Carmen CAMUS CAMUS (University of Cantabria, Spain)

The Censored Discourse in Anthologies and Collections of the Far West

This paper analyses the incidence of censorship in the translation of the anthologies and collections of short stories dealing with the Far West. This study derives from a broader research project which, in the ideological context of the Franco regime (1939-1975), investigates the influence of official state censorship and self-censorship on English-Spanish translations of Westerns and their cultural influence on the Spanish polysystem. During Franco’s dictatorship all works in Spain had to be submitted to the Board of Censorship to obtain authorisation for publication or exhibition. The files opened for each individual work are kept at the Administration’s General Archive (AGA), a procedure that has left enough traces to allow the reconstruction of the translation and censorship process to which works were submitted. Although in the western genre the publication of translated works in anthologies and collections was not a conspicuous practice, there is evidence that western narrative also appeared in this format. This paper offers a case study of the incidence of Spanish censorship on the translation process by which some of Ernest Haycox short stories gathered in collections were transferred into the Spanish culture and attempts to unveil if the translation policy for this type of publication was similar to that for the genre as a whole.
The overall incidence of censorship for the genre between 1939 and 1975 was 11.2%, of which 8% corresponded to works that underwent suppressions and 3.2% to works which were denied authorisation. The global study for the genre has revealed the existence of a subtle state policy to use the translations of the western genre to promote a cultural change in accordance with the postulates of Franco’s regime. The cuts and modifications introduced in the Spanish target texts were aimed at reinforcing the ideology of the dictatorship. The study is framed within the Descriptive Studies paradigm and uses the TRACE methodology (TRAnslations CEnsored).

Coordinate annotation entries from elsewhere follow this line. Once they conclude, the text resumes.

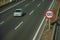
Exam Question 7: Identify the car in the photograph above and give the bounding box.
[13,9,23,16]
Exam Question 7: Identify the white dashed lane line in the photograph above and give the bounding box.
[14,21,23,30]
[0,21,5,25]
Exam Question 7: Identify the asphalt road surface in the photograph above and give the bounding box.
[0,0,52,40]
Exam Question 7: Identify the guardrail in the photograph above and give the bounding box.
[51,5,60,40]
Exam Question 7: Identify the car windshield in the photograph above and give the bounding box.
[16,10,21,12]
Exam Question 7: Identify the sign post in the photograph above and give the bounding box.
[44,10,54,30]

Textual analysis proceeds in three phases preliminary, macrotextual and microtextual: the preliminary analysis focuses on the reception of the works in the sociocultural context; the macrotextual study examines suppressions and other modifications made to extensive text segments (chapters and paragraphs); and the microtextual analysis identifies the shifts of meaning in coupled pairs of translation units, and correlates them with pragmatic effects attributed to censorship. This three-phase approach aims at uncovering the norms that underlie the translation process and to establish whether the translators favoured acceptability or adequacy. The paper investigates the transfer process that Ernest Haycox’s short stories underwent in their passage from English into Spanish and compares the incidence of censorship for the works presented in collections with the overall 11.2% for the genre. Analysis at the microtextual level will yield evidence of self-censorship in the translation process and establish whether the shifts of meaning favoured the postulates of the regime. The divergences between the textual manifestations are contrasted and related to the reception of the works in the Spanish culture, and the alterations are studied to determine whether Haycox’s works published in anthologies and collections were censored in order to adapt the final product to the cultural and political expectations of the time.